Wingman Xavier Duursma (collarbone) was subbed from the match in the first quarter after a heavy front-on collision with Lions hard man Mitch Robinson, before key defender Trent McKenzie was stretchered from the ground in the final stanza after landing awkwardly on his knee.

Meanwile, Robbie Gray (knee), Connor Rozee (ankle), Aliir Aliir (ankle) and several others also kept Port’s trainers busy throughout the contest.

While Hinkley refused to pin the result purely on the effect of injuries, he admitted fatigue as a result of being shorthanded most of the game left his side behind the eight ball in the closing minutes.

“Without blaming injuries, 100 per cent (they had an impact on performance),” he said.

“That’s the reality of brutal footy. We lost plenty through the night and we had plenty of boys out there with some support and assistance (from medical staff) as the game went on.

“That’s what happens when you play high quality football against tough teams, you have to pay a price. I thought our blokes were prepared to pay the price.

“By the end, maybe we were out on our legs a little bit.
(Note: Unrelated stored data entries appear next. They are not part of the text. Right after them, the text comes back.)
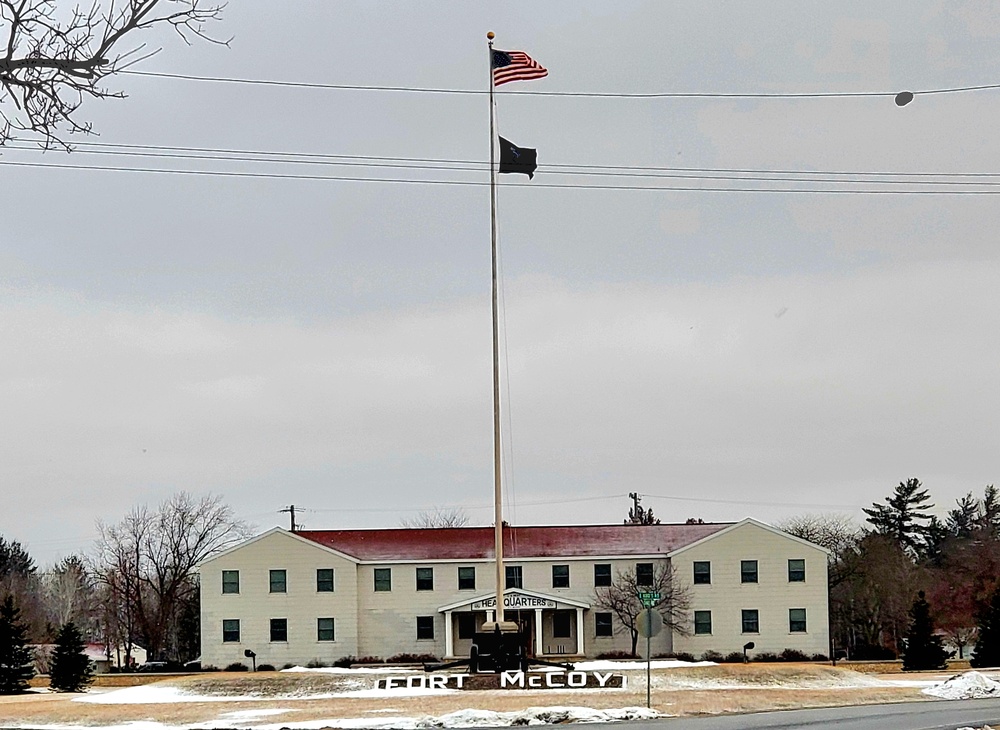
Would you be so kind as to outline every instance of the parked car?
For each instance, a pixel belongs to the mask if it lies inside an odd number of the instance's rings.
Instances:
[[[146,662],[140,664],[137,672],[166,672],[170,669],[168,662]]]

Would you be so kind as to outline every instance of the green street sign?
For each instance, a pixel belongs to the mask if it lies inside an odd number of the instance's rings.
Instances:
[[[642,605],[650,607],[655,606],[659,602],[662,596],[659,593],[640,593],[639,600],[642,601]]]

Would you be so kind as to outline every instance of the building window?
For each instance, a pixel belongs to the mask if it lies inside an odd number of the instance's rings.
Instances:
[[[611,614],[594,614],[594,634],[596,636],[611,636]]]
[[[635,584],[637,586],[652,586],[653,585],[653,564],[652,563],[636,563],[635,564]]]
[[[333,593],[333,568],[316,569],[316,592]]]
[[[417,568],[417,590],[434,590],[434,568]]]
[[[288,619],[271,619],[271,641],[288,641]]]
[[[757,561],[741,560],[740,583],[756,583],[756,582],[757,582]]]
[[[471,613],[458,614],[458,638],[471,639],[476,635],[476,616]]]
[[[611,585],[611,563],[597,563],[594,565],[594,587]]]
[[[556,611],[552,614],[552,638],[568,639],[570,637],[570,617],[572,611]]]
[[[271,593],[284,593],[288,587],[285,571],[272,570],[270,585],[271,585]]]
[[[458,569],[458,590],[460,591],[474,591],[476,590],[476,569],[472,568],[459,568]]]
[[[417,638],[418,639],[434,638],[433,616],[417,616]]]
[[[222,640],[226,642],[240,640],[240,620],[238,618],[222,619]]]
[[[375,568],[375,590],[392,590],[392,568]]]
[[[712,563],[708,560],[694,561],[695,585],[708,585],[712,582]]]
[[[524,588],[524,576],[521,574],[520,565],[508,565],[504,568],[506,573],[505,588]]]
[[[552,566],[552,587],[553,588],[569,588],[569,566],[568,565],[553,565]]]
[[[806,582],[806,561],[805,560],[789,560],[788,561],[788,582],[789,583],[805,583]]]
[[[712,612],[711,611],[695,611],[694,612],[694,633],[695,634],[711,634],[712,633]]]
[[[223,593],[240,592],[240,571],[238,570],[222,571],[222,592]]]
[[[334,641],[333,619],[316,619],[316,641]]]
[[[806,632],[806,610],[804,608],[788,609],[788,630],[793,634]]]
[[[743,633],[760,633],[760,612],[756,608],[743,609]]]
I’m not saying that was 100 per cent (why the momentum turned) because Brisbane lifted and they took it to another level and we couldn’t keep coming.”

02:21

Fortunately, early prognosis suggests the damage is not as bad as it could have been for Duursma and McKenzie, with the pair set for scans once the side returns to Adelaide to confirm the full extent of their injuries.

“Xavier looks like he’s okay from a structural point of view or a break, it’s been checked and it’s okay,” said Hinkley. “But at the time we were fearing that it may have been broken.”

“Trent looks like, and we don’t know (until he has scans), but we think he may have escaped the worst. We will wait and see, but on the initial tests our doctor is very experienced and he is reasonably confident that as an ACL goes it’s not that.”

Hinkley also praised his medical staff and the manner in which they handled themselves under duress at certain points of the match as they scrambled to patch up players left and right and get them back into the contest.

“Our doctors did a marvellous job tonight when I consider what they had to get going as quick as they could,” he said.

“When that happens and there is 10, 12, 15 minutes in quarters where you’re getting someone back (onto the field), that also adds up by the time you get to the final five or six minutes (of the game).”

04:23

Leaving Queensland without the four points will certainly sting for Hinkley and his troops after working so hard to put themselves in a position to win and make an early statement to the competition.

However, after demanding competitive and brutal football from his players during the pre-season, Hinkley was pragmatic about the result and the endeavour of his team.

“I was buoyant about the way we went about it,” he said of his players application.

“We were not only in the game at quarter time, but with six minutes to go. We had to do something different (due to injuries). We were demanded to do something different and the group demanded that of themselves.

“I’m sure Brisbane would be sitting there going ‘they’ve earned that one’ and it had to go to the wire.”